Book Review - Live Like you Give a Damn

I listen to books in my car as I commute back and forth to work.  I had just started through This Changes Everything by Naomi Klein for the second time when I received notice about Tom Sine's book Live Like You Give a Damn.  I was really excited.  Klein in her book tells us that the current economic system is not sustainable without destroying the earth (rightly I think) and talks a lot about what a new system might look like if we abandoned the kind of capitalist system we currently have.  The spiritual implications where everywhere.  I listened and kept thinking that her message fits so well with the demands of the gospel.  This Changes Everything is, I think, one of the most important books I've read in a long time.  I hoped that Sine would do a similar exegesis of the problems we face while providing that faith based understanding of what new directions we as followers of Jesus might pursue.  I was disappointed.

If I was to try to give you a condensed version of Live Like You Give a Damn, it would be this: "The world needs to change. We older folk in the church have stunted imaginations. Millenials want to make a difference.  Millenials have good ideas if we listen.  We should follow their lead.  Here are some examples of churches and/or millenials who are making a difference."  All well and good but what I was hoping to read was a diagnoses of those problems from a faith standpoint and some idea of what the big picture changes might be that we see manifested in those various examples.  I didn't get what I hoped and as I read Sine's book, I wasn't able to divorce myself from Klein's excellent analysis... and I was left wanting more... a lot more.
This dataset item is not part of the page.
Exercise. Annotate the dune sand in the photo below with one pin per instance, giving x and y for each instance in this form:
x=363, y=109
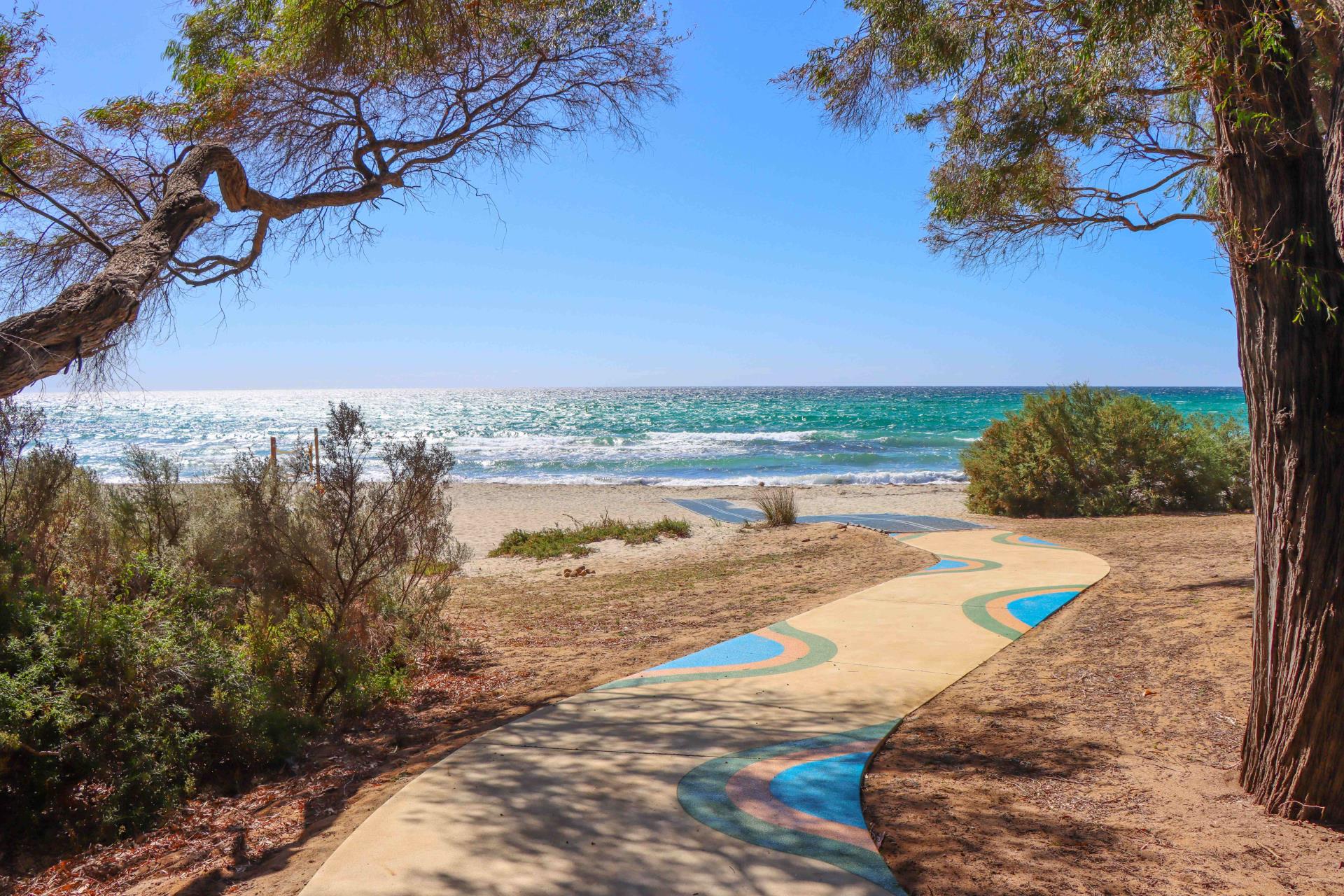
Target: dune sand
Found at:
x=486, y=512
I don't want to be unfair to Sine.  He does provide some challenging analysis... but I wanted more.  He does call us to question the values of our culture in a personal way but I wanted that plus the corporate questioning as well.  He calls us to use our imaginations as foundations for faith as we devise a new narrative that leads us to our best tomorrows.  He does remind us that the gospel is always contextual but I still wonder whether there must be a larger narrative under which, those contextual ones fit.  It felt to me though as if he wanted the church to become a city on the hill kind of Anabaptist example for all to see while I wanted the Mustard Seed conspiracy that invades and changes everything.  Perhaps if I had read Sines first and then Klein, the book would have sat better for me and Klein would have helped to fill in the blanks.  Should you chose to read it, I'd recommend you do that.  If you only have time/energy for one or the other, I'd recommend Klein's book given the caveat that while I think the implications of her work have a lot to say for people of faith, she does not frame any of her challenges in spiritual terms.  In either case, you'll need to do some work... and that I guess, is a good thing.

Disclosure of Material Connection: I received this book free from the author and/or publisher through the Speakeasy blogging book review network. I was not required to write a positive review. The opinions I have expressed are my own. I am disclosing this in accordance with the Federal Trade Commission’s 16 CFR,Part 255.